Two gold coins dating to the second century AD were discovered during the operations, as well as the limbs of a statue of Ptolemy II.

Greek Find In Alexandria

The French Marine Antiquities mission under Frank Godion fished out two gold coins that date back to the era of Antonios, the emperor who was used to be called the pious, during an archaeological survey in the Eastern port in Alexandria, the area that hosted the royal neighborhood in the Graeco-Roman period.

Gaballah Ali Gaballah, Secretary-General of the Supreme Council of Antiquities (SCA), said the mission also salvaged eight pieces of pottery vessels and amphoras.

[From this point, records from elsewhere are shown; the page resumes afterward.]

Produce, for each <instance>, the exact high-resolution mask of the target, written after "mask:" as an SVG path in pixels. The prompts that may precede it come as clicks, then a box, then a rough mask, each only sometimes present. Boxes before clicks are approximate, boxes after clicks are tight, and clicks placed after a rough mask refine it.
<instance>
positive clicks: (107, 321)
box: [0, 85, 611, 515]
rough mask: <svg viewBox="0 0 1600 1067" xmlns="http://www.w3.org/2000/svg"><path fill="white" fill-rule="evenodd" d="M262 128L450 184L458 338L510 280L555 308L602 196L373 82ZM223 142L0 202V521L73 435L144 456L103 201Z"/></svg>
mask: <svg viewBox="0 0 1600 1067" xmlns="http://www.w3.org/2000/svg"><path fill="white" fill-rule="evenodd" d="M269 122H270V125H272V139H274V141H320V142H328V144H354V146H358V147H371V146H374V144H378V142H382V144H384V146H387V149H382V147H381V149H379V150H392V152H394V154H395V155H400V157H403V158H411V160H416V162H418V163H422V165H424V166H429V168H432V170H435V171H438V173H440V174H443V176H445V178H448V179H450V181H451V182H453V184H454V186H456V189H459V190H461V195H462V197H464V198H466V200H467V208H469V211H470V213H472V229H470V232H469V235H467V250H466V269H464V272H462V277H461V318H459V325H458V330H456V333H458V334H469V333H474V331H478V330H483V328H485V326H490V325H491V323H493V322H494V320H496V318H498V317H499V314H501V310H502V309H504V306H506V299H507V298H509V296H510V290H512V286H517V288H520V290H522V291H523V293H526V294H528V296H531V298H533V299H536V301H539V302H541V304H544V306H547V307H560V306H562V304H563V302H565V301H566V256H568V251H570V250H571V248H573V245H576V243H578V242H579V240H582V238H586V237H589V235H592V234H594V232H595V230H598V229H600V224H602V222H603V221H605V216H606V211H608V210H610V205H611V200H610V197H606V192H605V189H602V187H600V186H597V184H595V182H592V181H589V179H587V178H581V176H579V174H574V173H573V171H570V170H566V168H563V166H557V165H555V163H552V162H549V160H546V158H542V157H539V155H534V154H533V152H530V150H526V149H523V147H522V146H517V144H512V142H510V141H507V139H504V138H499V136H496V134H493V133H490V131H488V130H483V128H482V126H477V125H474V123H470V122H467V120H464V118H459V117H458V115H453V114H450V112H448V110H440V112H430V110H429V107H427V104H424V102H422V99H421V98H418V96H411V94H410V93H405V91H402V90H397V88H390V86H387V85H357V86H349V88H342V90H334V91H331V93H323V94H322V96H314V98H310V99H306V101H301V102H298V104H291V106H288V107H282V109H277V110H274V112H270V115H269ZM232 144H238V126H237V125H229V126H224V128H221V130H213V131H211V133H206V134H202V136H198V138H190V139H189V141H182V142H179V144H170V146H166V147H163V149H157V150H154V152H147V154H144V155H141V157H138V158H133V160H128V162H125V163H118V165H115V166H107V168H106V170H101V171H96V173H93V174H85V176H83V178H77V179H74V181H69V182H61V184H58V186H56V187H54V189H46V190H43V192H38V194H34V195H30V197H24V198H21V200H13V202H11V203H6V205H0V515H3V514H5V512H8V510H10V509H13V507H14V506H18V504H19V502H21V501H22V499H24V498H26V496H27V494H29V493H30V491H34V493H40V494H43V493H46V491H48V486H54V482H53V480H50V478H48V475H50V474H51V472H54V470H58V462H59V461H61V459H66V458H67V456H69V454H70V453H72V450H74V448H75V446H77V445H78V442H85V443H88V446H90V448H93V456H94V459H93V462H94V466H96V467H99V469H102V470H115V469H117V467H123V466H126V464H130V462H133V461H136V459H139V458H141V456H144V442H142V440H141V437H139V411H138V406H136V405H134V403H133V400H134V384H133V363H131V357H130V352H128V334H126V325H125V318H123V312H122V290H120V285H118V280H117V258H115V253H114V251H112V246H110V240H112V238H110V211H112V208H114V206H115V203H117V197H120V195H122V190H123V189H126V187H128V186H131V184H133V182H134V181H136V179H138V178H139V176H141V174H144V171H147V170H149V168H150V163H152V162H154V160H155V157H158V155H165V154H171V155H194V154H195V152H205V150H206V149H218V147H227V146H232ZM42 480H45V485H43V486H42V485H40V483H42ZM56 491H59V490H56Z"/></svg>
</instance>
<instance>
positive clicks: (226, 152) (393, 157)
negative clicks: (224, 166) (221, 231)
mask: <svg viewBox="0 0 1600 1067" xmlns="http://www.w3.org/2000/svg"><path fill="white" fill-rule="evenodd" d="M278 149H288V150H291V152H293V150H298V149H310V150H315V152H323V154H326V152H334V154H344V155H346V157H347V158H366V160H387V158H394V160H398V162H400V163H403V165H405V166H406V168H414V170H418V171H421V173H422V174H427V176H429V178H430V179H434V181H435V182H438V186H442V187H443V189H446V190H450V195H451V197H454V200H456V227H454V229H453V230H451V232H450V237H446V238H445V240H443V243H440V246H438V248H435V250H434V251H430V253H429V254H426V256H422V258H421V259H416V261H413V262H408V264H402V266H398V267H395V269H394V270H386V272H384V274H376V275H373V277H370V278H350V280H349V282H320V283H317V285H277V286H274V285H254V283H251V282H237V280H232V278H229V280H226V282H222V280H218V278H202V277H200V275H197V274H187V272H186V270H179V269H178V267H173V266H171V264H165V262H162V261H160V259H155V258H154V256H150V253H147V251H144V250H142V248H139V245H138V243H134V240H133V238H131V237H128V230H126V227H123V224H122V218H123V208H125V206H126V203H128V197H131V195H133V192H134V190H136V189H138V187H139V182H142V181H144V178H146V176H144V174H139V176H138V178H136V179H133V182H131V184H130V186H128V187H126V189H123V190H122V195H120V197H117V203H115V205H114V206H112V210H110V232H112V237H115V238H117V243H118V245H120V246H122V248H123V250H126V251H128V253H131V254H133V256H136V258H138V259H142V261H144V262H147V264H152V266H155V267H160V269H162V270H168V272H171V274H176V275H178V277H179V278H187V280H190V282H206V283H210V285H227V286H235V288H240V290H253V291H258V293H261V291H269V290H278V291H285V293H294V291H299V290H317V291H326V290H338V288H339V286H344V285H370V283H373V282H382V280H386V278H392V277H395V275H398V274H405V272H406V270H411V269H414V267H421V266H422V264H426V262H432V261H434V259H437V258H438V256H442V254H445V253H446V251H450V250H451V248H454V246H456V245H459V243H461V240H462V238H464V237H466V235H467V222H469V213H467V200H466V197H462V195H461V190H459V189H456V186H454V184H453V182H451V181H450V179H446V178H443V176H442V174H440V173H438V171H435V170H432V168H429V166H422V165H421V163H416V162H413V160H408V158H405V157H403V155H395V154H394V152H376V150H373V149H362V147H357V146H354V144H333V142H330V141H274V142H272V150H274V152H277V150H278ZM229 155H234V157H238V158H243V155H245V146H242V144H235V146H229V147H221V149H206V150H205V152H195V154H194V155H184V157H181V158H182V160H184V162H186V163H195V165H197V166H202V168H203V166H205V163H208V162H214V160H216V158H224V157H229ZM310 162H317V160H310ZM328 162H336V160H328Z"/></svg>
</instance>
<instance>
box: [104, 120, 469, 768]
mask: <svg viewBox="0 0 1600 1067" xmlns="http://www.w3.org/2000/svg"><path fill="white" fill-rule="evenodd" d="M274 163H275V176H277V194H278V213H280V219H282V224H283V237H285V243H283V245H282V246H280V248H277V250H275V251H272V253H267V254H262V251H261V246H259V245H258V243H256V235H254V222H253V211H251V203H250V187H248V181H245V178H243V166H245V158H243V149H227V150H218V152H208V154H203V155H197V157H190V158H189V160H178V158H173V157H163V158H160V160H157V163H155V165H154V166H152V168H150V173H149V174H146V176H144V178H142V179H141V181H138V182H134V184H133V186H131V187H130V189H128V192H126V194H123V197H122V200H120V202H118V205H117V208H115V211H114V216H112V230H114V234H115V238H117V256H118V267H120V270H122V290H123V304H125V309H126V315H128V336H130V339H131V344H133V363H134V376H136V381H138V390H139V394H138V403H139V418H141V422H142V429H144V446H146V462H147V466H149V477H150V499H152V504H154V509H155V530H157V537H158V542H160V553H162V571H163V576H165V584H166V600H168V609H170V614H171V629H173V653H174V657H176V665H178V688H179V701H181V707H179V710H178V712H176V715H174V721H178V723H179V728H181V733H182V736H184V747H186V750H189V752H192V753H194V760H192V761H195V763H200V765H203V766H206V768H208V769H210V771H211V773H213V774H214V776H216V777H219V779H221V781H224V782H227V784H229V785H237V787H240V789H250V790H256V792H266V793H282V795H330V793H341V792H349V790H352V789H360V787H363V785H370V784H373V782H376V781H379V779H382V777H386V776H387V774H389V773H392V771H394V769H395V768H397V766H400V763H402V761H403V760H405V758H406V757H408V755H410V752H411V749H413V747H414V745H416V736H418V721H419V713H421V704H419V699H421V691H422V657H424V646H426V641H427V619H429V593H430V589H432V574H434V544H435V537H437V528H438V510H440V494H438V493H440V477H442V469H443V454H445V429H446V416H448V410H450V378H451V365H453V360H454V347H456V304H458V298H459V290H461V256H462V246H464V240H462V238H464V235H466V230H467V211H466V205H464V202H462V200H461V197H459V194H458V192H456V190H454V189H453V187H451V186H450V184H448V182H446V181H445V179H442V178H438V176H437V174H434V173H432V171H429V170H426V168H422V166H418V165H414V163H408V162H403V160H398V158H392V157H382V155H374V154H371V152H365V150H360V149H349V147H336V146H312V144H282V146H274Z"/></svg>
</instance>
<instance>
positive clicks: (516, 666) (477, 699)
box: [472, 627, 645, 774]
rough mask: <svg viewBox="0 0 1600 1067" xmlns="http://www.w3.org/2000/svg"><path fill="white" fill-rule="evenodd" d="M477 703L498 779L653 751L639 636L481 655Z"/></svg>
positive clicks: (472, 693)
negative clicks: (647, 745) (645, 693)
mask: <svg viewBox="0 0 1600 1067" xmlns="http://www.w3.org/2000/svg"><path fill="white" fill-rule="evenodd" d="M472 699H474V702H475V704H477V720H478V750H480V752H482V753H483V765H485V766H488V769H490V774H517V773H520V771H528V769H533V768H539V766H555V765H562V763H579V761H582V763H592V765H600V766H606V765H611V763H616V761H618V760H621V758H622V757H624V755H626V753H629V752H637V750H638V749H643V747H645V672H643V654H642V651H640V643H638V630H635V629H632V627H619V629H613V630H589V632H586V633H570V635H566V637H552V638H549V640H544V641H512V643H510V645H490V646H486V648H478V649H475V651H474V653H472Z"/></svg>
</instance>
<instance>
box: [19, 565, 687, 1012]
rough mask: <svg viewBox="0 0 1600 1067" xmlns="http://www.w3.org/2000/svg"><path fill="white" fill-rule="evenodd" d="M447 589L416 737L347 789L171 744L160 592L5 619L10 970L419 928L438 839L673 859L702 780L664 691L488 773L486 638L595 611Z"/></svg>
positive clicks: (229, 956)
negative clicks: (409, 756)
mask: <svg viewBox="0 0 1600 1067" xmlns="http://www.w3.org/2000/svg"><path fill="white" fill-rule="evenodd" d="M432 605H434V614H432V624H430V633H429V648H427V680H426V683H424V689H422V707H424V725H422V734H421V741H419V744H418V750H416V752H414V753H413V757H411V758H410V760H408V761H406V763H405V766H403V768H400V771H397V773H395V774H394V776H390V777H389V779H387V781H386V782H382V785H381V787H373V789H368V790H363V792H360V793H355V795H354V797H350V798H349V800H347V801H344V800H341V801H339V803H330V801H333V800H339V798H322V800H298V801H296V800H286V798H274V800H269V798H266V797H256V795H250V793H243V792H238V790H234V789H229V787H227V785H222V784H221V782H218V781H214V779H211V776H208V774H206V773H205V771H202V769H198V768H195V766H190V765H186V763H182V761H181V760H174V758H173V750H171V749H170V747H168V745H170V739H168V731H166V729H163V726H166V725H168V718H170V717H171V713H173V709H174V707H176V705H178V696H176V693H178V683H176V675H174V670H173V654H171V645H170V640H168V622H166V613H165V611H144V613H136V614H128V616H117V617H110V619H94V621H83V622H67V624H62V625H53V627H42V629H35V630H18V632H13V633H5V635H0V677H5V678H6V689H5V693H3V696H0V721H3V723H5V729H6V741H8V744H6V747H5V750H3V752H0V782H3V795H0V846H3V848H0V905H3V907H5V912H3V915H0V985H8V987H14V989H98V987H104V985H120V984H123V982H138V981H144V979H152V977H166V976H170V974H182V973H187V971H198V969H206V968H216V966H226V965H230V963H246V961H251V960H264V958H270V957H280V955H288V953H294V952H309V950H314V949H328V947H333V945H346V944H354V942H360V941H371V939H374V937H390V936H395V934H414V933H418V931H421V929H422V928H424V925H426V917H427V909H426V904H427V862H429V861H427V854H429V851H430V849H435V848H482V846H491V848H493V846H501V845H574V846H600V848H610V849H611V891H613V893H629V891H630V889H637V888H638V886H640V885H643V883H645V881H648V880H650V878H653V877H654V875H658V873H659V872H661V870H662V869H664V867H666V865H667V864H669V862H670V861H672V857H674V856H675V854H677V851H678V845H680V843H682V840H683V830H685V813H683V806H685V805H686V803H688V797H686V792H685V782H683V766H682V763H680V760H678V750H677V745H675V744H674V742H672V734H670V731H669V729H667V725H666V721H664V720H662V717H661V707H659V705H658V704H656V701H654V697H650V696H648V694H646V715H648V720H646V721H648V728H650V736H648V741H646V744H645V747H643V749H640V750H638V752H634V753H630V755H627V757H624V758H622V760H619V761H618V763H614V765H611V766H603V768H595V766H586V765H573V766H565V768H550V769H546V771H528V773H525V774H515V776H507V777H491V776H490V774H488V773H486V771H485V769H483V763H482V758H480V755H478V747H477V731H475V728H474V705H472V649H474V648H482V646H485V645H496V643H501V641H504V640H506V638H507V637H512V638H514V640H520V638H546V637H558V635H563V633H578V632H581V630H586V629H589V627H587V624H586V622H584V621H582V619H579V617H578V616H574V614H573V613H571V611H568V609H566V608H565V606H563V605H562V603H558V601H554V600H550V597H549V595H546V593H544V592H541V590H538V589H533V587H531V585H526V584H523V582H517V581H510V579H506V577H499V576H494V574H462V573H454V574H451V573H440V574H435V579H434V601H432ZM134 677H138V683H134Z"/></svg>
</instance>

Roman Finds Unearthed Near Kafr Al Dawar

The first item to be found was a rectangle shaped building which turned to be part of a winery built with red brick and Roman cement covered with an alabaster layer.

More excavations led to a cistern made of red brick, its floor tiled with blocks of white limestone to prevent the leakage of water.

Small items as earthenware and hands of pots of different sizes which bore roman seals were also unearthed the, find on the whole, according to senior inspector of Beheira antiquities indicated the existence of a civil society in the past.

Area practiced some small industries as wine making.